Amanda gathered up her clothes, went upstairs for a quick shower, and dressed. When she came down, the alien was more than half blown away on the oregano, goggle-eyed, loll-headed, propped up against the couch, and crooning to itself in a weird atonal way. Fine, Amanda thought. You just get yourself all spiced up, love. She took the portable phone from the kitchen, carried it with her into the bathroom, locked the door, and quietly dialed the police emergency number.

She was bored with the alien. The game had worn thin very quickly. And it was crazy, she thought, to spend the whole weekend cooped up with a dangerous extraterrestrial creature when there wasn’t going to be any fun in it for her. She knew now that there couldn’t be any fun at all. And besides, in a day or two the alien was going to get hungry again.

“I’ve got your alien,” she said. “Sitting in my living room, stoned out of its head on oregano. Yes, I’m absolutely certain. It was disguised as a Chicana girl first, Concepción Flores, but then it attacked my boyfriend, Charley Taylor, and — yes, yes, I’m safe. I’m locked in the john. Just get somebody over here fast — okay, I’ll stay on the line — what happened was, I spotted it downtown outside the video center, and it insisted on coming home with me —”

The actual capture took only a few minutes. But there was no peace for hours after the police tactical squad hauled the alien away, because the media were in on the act right away, first a team from Channel 2 in Oakland, and then some of the network guys, and then the Chronicle, and finally a whole army of reporters from as far away as Sacramento, and phone calls from Los Angeles and San Diego and — about three that morning — New York.

Amanda told the story again and again until she was sick of it, and just as dawn was breaking, she threw the last of them out and barred the door.

She wasn’t sleepy at all. She felt wired up, speedy, and depressed all at once. The alien was gone, Charley was gone, and she was all alone. She was going to be famous for the next couple of days, but that wouldn’t help. She’d still be alone. For a time she wandered around the house, looking at it the way an alien might, as if she had never seen a stereo cassette before, or a television set, or a rack of spices. The smell of oregano was everywhere. There were little trails of it on the floor.
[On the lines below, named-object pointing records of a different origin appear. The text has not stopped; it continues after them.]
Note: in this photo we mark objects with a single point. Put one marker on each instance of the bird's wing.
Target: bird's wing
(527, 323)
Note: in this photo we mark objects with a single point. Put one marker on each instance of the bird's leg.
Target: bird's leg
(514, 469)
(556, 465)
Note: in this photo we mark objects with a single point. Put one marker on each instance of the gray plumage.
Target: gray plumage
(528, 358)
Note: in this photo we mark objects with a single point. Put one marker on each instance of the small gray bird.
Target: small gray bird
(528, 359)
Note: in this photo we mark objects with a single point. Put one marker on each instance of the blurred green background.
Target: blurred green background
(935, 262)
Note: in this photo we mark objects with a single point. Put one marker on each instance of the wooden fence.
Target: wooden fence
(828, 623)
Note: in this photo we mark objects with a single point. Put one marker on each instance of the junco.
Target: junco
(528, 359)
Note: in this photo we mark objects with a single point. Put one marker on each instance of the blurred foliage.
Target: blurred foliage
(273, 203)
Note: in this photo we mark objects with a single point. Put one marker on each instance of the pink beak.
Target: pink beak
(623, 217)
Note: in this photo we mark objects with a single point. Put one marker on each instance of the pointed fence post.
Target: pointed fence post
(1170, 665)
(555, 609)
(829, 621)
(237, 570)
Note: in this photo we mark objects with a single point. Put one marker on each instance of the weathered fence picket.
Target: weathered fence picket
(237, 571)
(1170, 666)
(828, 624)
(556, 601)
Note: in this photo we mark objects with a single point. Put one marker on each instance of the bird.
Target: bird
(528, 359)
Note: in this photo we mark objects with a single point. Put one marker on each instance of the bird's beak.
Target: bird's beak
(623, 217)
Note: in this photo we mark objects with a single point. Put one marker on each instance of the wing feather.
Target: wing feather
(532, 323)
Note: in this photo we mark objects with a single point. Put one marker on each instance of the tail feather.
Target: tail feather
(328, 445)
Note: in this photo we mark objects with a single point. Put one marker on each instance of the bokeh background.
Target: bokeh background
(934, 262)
Amanda switched on the radio and there she was on the six A.M. news. “— the emergency is over, thanks to the courageous Walnut Creek High School girl who trapped and outsmarted the most dangerous life form in the known universe —”

She shook her head. “You think that’s true?” she asked the cat. “Most dangerous life form in the universe? I don’t think so, Macavity. I think I know of at least one that’s a lot deadlier. Eh, kid?” She winked. “If they only knew, eh? If they only knew.” She scooped the cat up and hugged it, and it began to purr. Maybe trying to get a little sleep would be a good idea. Then she had to figure out what she was going to do about the rest of the weekend.